I am not meant to drive, I’m meant to be driven
October 11, 2006
I'm in limbo. I know where I came from. I know where I am. I just don't know where I am going. All my life, I've known I'm not good with directions but this is appalling. When you are the driver, you have all the opportunity to drive the car anywhere you like. You can even bang the car directly to a wall if you want to. But what if you don't know where you want to go? I know I can't just stand still for I will be causing traffic. So I am just driving aimlessly, steering to anywhere the road may lead. But am I not just wasting fuel, driving around with nowhere to go?

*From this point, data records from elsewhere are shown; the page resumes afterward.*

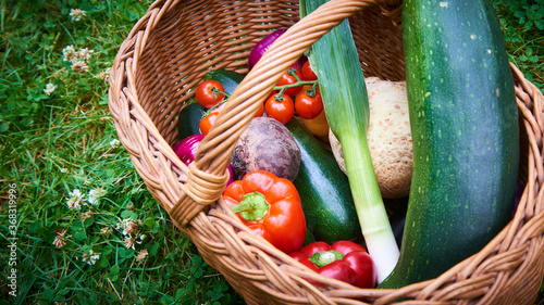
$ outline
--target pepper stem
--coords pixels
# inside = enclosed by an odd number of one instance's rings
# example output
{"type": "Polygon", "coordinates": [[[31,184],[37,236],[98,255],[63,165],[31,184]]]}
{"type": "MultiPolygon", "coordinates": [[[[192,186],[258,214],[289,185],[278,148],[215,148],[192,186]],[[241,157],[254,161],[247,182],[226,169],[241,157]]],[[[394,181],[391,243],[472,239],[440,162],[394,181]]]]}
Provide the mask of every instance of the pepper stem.
{"type": "Polygon", "coordinates": [[[344,258],[344,254],[331,250],[326,252],[316,252],[313,253],[312,256],[310,256],[310,258],[308,258],[308,260],[310,260],[311,263],[316,264],[316,266],[321,268],[325,265],[333,263],[334,260],[338,260],[342,258],[344,258]]]}
{"type": "Polygon", "coordinates": [[[231,209],[246,220],[259,221],[269,213],[270,204],[260,192],[245,194],[239,204],[231,209]]]}

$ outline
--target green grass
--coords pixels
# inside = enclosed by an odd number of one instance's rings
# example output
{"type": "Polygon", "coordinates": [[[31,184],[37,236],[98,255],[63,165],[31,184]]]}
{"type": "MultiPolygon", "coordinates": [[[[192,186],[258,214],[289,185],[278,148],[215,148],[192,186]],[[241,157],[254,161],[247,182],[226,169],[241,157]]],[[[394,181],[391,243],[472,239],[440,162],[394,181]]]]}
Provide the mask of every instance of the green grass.
{"type": "MultiPolygon", "coordinates": [[[[244,303],[173,227],[115,145],[100,74],[151,3],[1,2],[0,304],[244,303]],[[86,15],[72,21],[71,9],[86,15]],[[67,46],[94,50],[87,72],[64,61],[67,46]],[[50,96],[47,84],[57,86],[50,96]],[[74,190],[81,209],[69,208],[74,190]],[[89,192],[101,192],[98,204],[89,192]],[[126,240],[124,219],[134,220],[134,240],[126,240]],[[12,268],[16,297],[9,294],[12,268]]],[[[495,4],[510,60],[542,90],[542,0],[495,4]]]]}

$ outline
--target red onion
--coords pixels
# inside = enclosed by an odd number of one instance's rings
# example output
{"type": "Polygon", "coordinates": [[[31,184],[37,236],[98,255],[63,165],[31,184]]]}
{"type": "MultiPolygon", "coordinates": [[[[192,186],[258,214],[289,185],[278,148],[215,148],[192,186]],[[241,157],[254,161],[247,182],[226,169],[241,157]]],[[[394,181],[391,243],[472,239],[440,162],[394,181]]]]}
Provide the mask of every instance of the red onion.
{"type": "MultiPolygon", "coordinates": [[[[247,60],[247,68],[250,71],[257,64],[257,62],[262,58],[262,54],[267,52],[267,50],[272,46],[272,43],[277,39],[277,37],[282,36],[287,29],[282,28],[273,31],[267,37],[262,38],[257,45],[255,45],[254,49],[249,53],[249,59],[247,60]]],[[[306,56],[300,56],[298,61],[296,61],[292,67],[301,68],[306,61],[306,56]]]]}
{"type": "MultiPolygon", "coordinates": [[[[177,155],[177,157],[187,166],[190,165],[190,163],[193,161],[195,161],[195,156],[197,154],[197,150],[198,150],[198,147],[200,145],[200,142],[202,141],[202,139],[206,137],[206,135],[193,135],[193,136],[189,136],[185,139],[183,139],[181,142],[176,142],[172,145],[172,149],[174,150],[175,154],[177,155]]],[[[227,167],[228,169],[228,174],[231,175],[228,177],[228,181],[226,182],[226,185],[231,185],[231,182],[234,181],[234,173],[233,173],[233,169],[231,167],[231,165],[228,165],[227,167]]]]}

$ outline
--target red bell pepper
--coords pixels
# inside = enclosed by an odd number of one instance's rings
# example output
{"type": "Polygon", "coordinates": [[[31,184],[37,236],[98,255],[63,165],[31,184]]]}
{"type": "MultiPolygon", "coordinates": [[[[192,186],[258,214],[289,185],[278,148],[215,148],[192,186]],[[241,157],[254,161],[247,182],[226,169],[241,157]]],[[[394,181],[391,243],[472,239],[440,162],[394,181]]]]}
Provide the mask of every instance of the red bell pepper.
{"type": "Polygon", "coordinates": [[[302,246],[306,217],[289,180],[270,171],[251,171],[231,183],[223,200],[246,226],[279,250],[290,253],[302,246]]]}
{"type": "Polygon", "coordinates": [[[378,274],[364,247],[350,241],[318,241],[289,254],[316,272],[358,288],[375,288],[378,274]]]}

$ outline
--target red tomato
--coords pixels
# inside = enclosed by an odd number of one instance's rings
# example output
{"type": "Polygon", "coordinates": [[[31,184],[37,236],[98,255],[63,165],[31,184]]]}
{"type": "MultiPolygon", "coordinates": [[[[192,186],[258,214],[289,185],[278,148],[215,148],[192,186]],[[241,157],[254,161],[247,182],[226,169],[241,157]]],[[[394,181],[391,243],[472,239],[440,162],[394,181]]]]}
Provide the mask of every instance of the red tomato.
{"type": "Polygon", "coordinates": [[[302,80],[318,80],[318,76],[310,66],[310,61],[305,62],[300,68],[300,73],[302,75],[302,80]]]}
{"type": "Polygon", "coordinates": [[[195,98],[197,99],[197,102],[203,107],[211,109],[225,99],[225,96],[213,92],[212,88],[215,88],[221,92],[225,91],[223,85],[213,79],[205,80],[197,87],[195,98]]]}
{"type": "Polygon", "coordinates": [[[259,117],[264,115],[264,103],[261,104],[254,117],[259,117]]]}
{"type": "MultiPolygon", "coordinates": [[[[289,71],[290,71],[290,68],[289,68],[289,71]]],[[[298,78],[300,78],[300,69],[297,68],[295,71],[296,71],[298,78]]],[[[280,78],[276,86],[293,85],[298,80],[294,75],[290,75],[288,72],[286,72],[282,75],[282,78],[280,78]]],[[[295,97],[300,91],[300,89],[302,89],[301,86],[289,88],[289,89],[285,90],[285,94],[287,94],[289,97],[295,97]]]]}
{"type": "Polygon", "coordinates": [[[276,97],[280,96],[272,96],[267,100],[264,105],[267,116],[275,118],[282,124],[286,124],[293,118],[293,115],[295,115],[293,99],[284,94],[281,97],[281,101],[277,101],[276,97]]]}
{"type": "Polygon", "coordinates": [[[198,127],[200,127],[200,132],[202,135],[208,135],[208,132],[210,132],[211,126],[213,126],[213,123],[215,123],[218,115],[219,112],[212,112],[200,119],[198,127]]]}
{"type": "Polygon", "coordinates": [[[295,111],[306,119],[316,118],[323,111],[323,100],[319,89],[316,88],[313,97],[310,97],[310,90],[311,86],[305,86],[295,99],[295,111]]]}

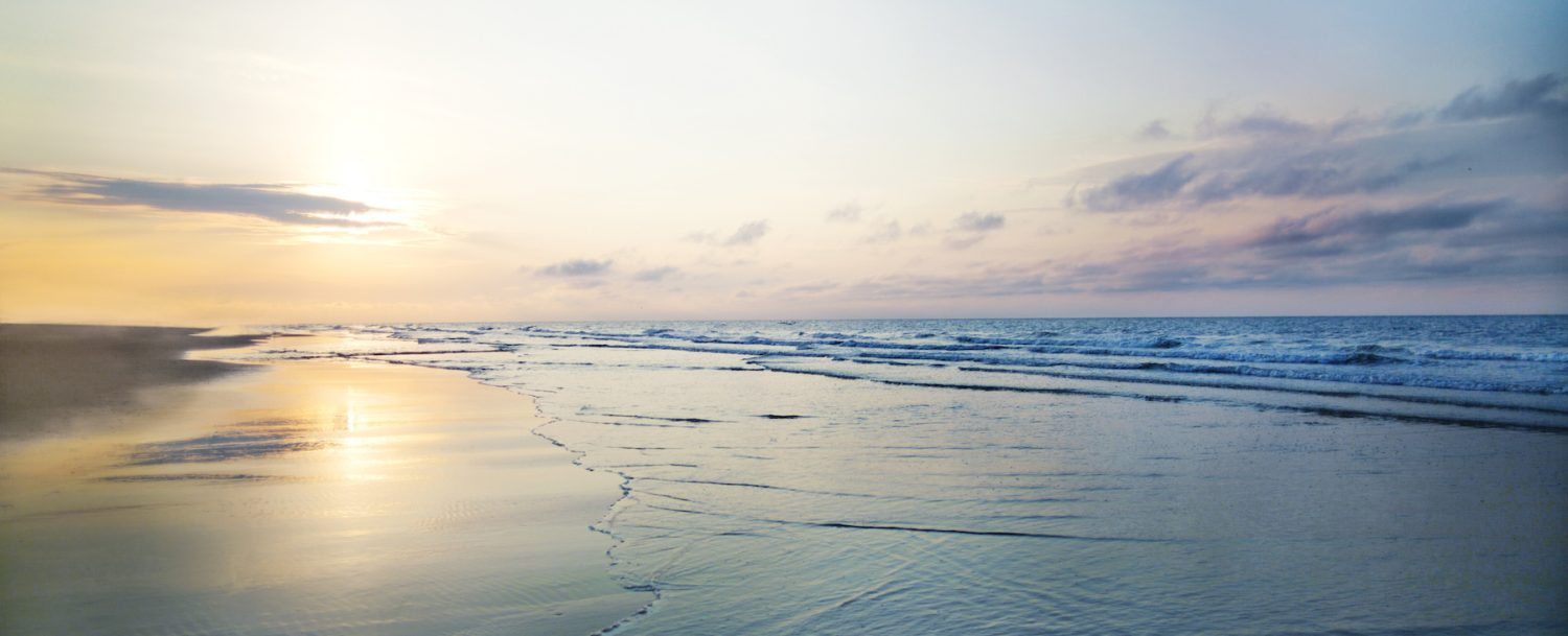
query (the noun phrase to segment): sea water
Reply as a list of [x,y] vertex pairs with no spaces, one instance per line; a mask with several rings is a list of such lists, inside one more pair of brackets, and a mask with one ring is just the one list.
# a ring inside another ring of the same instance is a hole
[[616,634],[1568,631],[1568,316],[310,329],[621,476]]

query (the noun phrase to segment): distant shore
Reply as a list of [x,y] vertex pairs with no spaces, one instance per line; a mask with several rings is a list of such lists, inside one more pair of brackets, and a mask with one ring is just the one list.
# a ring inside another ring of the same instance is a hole
[[585,634],[651,600],[588,528],[618,479],[528,398],[199,332],[0,326],[0,633]]
[[147,390],[245,370],[187,351],[256,343],[198,327],[0,323],[0,442],[60,431],[82,415],[141,409]]

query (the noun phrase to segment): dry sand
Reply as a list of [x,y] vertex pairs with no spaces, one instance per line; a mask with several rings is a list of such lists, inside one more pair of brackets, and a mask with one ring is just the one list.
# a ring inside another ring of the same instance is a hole
[[[63,335],[38,329],[49,359]],[[0,633],[585,634],[651,600],[588,529],[619,481],[532,435],[528,398],[340,360],[229,373],[158,345],[188,332],[93,334],[64,348],[133,381],[89,379],[107,401],[77,409],[47,390],[0,443]]]

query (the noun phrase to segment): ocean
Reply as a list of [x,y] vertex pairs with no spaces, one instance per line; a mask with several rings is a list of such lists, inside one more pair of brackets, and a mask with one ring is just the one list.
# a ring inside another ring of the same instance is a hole
[[1568,316],[290,329],[535,396],[615,634],[1568,631]]

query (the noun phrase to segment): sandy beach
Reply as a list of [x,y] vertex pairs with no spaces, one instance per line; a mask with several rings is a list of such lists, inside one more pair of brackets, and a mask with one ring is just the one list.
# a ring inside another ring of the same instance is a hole
[[190,329],[6,326],[0,633],[583,634],[651,600],[619,479],[528,398],[365,362],[182,360]]

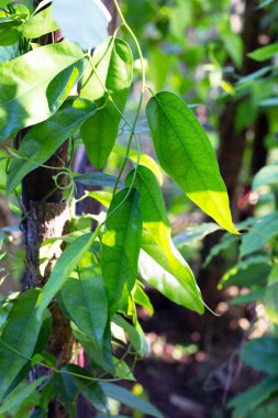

But as they say, life is a journey not a destination.
Depressingly Lazy
October 10, 2006
I'm depressed. I have no motivation in doing anything. I'm always tired and lethargic. I just want to lie down in bed and rest. Hmmmm…. To be honest, I might not be depressed because I am also innately lazy. I might just be plain old lazy because the feelings I just described also tell of my Juan Tamad attitude. I have this habit of resting first even if I am not yet tired (sometimes, I haven't even started yet). Though technically, I do have a valid reason to be depressed. But I'm not sure if my depression is just masquerading my laziness or it is the other way around. They say depression is unchanneled anger. It is anger turned inward. Instead of expressing it, we internalize it turning it to burdened hurt and guilt. Gosh, this is hard —- psycho-analyzing oneself <sigh>.
Into the light
October 9, 2006
Decisions. Decisions. Decisions. We all have to make decisions everyday of our lives. To the mundane : What am I gonna eat? How long will I take my shower? And to the huge ones : Am I gonna accept the job offer? Will I forgive him again? For the important decisions we have to make, we must consider the outcome of our choice — on how it will adversely affect our lives and the lives of other people as well. We must consider the repercussions of our decision. If there is anything I've learned in making critical decisions, it is to never make them at night. Yup, you read it right —- never make life-altering decisions during night time. Why? Because at night, it would seem as if there is no tomorrow — you are just living for the moment. What you see in the dark will look different in the light. I think that's why most of the "bad" things happen in the hours of darkness —– robberies, murder, suicide, conception of unwanted pregnancies, drug use, etc.
Don’t shoot the messenger
October 4, 2006
I shun being the bearer of bad news. Given the choice, I'd rather deliver good news. I like making people happy even if I'm just the messenger. Recently, I reluctantly became an expert in breaking bad (and shocking) news to people I know and to people I've met for the first time. Name it, I've done it through all mediums : in person, through text, in a phone call, using email and what have you. Through all these, I've learned that it requires tact, sensitivity, a careful choice of words and a good reading of the personality of the receiver to relay such message. With strangers, you just have to wing it and go with your gut. So far, nobody has gone berserk on me. So, to all the people who needs to deliver bad news, please DON'T look at me ——– I've had more than enough to last me a lifetime.